“You could strike sparks anywhere. There was a fantastic universal sense that whatever we were doing was right, that we were winning. . . .
And that, I think, was the handle—that sense of inevitable victory over the forces of Old and Evil. Not in any mean or military sense; we didn’t need that. Our energy would simply prevail. There was no point in fighting—on our side or theirs. We had all the momentum; we were riding the crest of a high and beautiful wave. . . .
So now, less than five years later, you can go up on a steep hill in Las Vegas and look West, and with the right kind of eyes you can almost see the high-water mark—that place where the wave finally broke and rolled back.”
― Hunter S. Thompson, Fear and Loathing in Las Vegas
I’ve chosen this quote because of the long-term trend I have observed around how the core agile values and principles have played out in what I would call the Agile Consulting Industry. Agile as a mindset for managing complex software application development arose in response to a crisis in the industry, which identified the risks of the “waterfall” method as early as a paper from 1970: MANAGING THE DEVELOPMENT OF LARGE SOFTWARE SYSTEMS by Dr. Winston W. Royce.
By the mid-to-late 1990s, the prevailing waterfall methodology could only guarantee about a 16% possibility of success for a software project. Agile was a response from a broad group of people who saw that the attempts to address the problem through methods like the Rational Unified Process (RUP), Prince 2 and the emerging Project Management Body of Knowledge (PMBOK) were keeping the same approach and mindset of Waterfall and increasing the amount of process in an attempt to provide a greater possibility of success.
The Agile movement was a revolution that ran counter to the new waterfall methods. But we now know that this set of values and principles, which rests on empirical process control, applies to all forms of knowledge work.
The industry formed from this initial group of pioneers' work and started gaining traction in 2001 with the signing of the manifesto. Over the last twenty-some years, it has been through its hype cycle and adoption curve.
We are now at a stage where wide-scaled certified training and consulting have changed how we approach knowledge work. It would be hard to find a software development organisation that hasn’t adopted some elements of Agility.

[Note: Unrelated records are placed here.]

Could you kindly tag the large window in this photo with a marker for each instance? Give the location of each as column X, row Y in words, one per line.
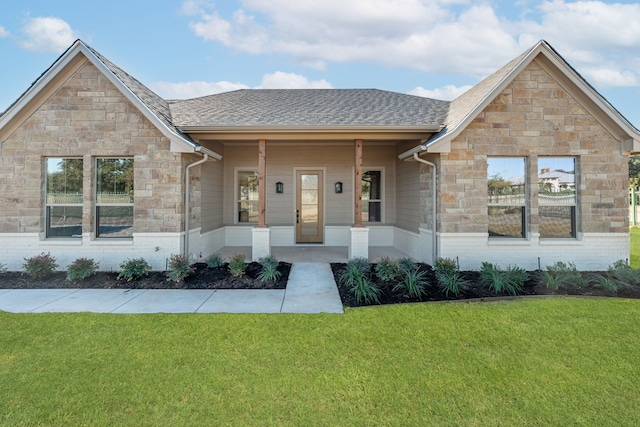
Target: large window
column 557, row 197
column 114, row 198
column 247, row 196
column 506, row 185
column 64, row 198
column 372, row 196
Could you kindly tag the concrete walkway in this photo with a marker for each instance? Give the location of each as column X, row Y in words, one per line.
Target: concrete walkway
column 311, row 289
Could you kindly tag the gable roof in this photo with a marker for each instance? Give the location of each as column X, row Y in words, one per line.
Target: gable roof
column 154, row 108
column 467, row 106
column 292, row 108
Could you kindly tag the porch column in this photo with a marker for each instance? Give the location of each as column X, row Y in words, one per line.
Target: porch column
column 261, row 235
column 359, row 235
column 358, row 183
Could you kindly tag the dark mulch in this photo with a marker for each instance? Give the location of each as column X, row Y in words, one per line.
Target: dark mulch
column 474, row 290
column 202, row 277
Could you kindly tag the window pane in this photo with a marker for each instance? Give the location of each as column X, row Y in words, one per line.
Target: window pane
column 506, row 221
column 64, row 181
column 557, row 221
column 114, row 182
column 115, row 221
column 247, row 185
column 64, row 221
column 506, row 180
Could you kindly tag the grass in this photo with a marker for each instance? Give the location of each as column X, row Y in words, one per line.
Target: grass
column 552, row 362
column 634, row 258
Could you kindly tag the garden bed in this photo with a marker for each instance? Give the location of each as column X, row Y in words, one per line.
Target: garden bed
column 474, row 289
column 202, row 277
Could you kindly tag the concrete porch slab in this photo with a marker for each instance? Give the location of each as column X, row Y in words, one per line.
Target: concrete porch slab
column 244, row 301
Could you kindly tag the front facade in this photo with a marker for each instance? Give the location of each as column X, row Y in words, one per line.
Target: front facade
column 527, row 168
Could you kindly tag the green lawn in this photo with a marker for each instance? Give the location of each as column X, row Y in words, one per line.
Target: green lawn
column 634, row 258
column 551, row 361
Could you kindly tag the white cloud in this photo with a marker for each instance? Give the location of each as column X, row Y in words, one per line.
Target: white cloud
column 437, row 36
column 47, row 34
column 446, row 93
column 277, row 80
column 282, row 80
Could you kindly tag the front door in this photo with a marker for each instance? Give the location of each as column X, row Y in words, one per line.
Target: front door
column 309, row 224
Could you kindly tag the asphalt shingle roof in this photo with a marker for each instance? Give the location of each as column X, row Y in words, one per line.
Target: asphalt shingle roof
column 308, row 107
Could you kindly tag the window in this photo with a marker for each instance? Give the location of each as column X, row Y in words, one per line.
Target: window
column 506, row 185
column 64, row 198
column 372, row 196
column 557, row 196
column 247, row 196
column 114, row 198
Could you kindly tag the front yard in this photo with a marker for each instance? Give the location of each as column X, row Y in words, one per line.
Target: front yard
column 551, row 361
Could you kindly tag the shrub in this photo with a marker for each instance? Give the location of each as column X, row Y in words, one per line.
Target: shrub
column 269, row 272
column 214, row 261
column 356, row 277
column 387, row 269
column 180, row 267
column 413, row 282
column 449, row 279
column 81, row 269
column 509, row 281
column 40, row 266
column 134, row 269
column 561, row 274
column 237, row 265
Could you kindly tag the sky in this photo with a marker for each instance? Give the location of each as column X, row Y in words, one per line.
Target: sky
column 433, row 48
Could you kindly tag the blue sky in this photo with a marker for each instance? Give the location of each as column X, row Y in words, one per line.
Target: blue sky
column 435, row 48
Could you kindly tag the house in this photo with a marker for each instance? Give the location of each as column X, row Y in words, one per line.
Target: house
column 95, row 164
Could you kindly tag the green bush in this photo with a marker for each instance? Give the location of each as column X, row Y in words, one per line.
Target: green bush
column 134, row 269
column 82, row 268
column 510, row 281
column 214, row 261
column 356, row 277
column 387, row 269
column 448, row 277
column 179, row 267
column 237, row 265
column 413, row 282
column 269, row 272
column 40, row 266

However, the perception of the role of the “pure” Agile roles such as Scrum Master and Agile Coach has come to be viewed in a more cynical light. I assess that this process has started internationally and will begin to manifest shortly in the local tech industry, leading to the elimination of those roles.
If I had to pick a target responsible for this, it would be the traditional consulting companies (like Accenture, Deloitte or McKinsey) who have sold their consulting services while never embracing those values themselves and the emergence of the Scaled Agile Framework (SAFe) and its rapacious training certification costs.
The website SAFe Delusion provides ample evidence and thought leaders' opinions that SAFe is not Agile. An accumulating number of case studies show prominent failures in applying the framework.
The unfortunate outcome is that all of Agile is now seen in the same light. I believe, however, that Agile still represents a better, more modern, and appropriate approach to managing knowledge work by treating it as a Complex Adaptive System that is best managed through empirical process control. Another critical element is respect for people, both the customers who use the product and the people who build the product. Combine this with the understanding that knowledge workers work best as cross-functional, self-organising, highly collaborative, intrinsically motivated teams with a continuous improvement mindset.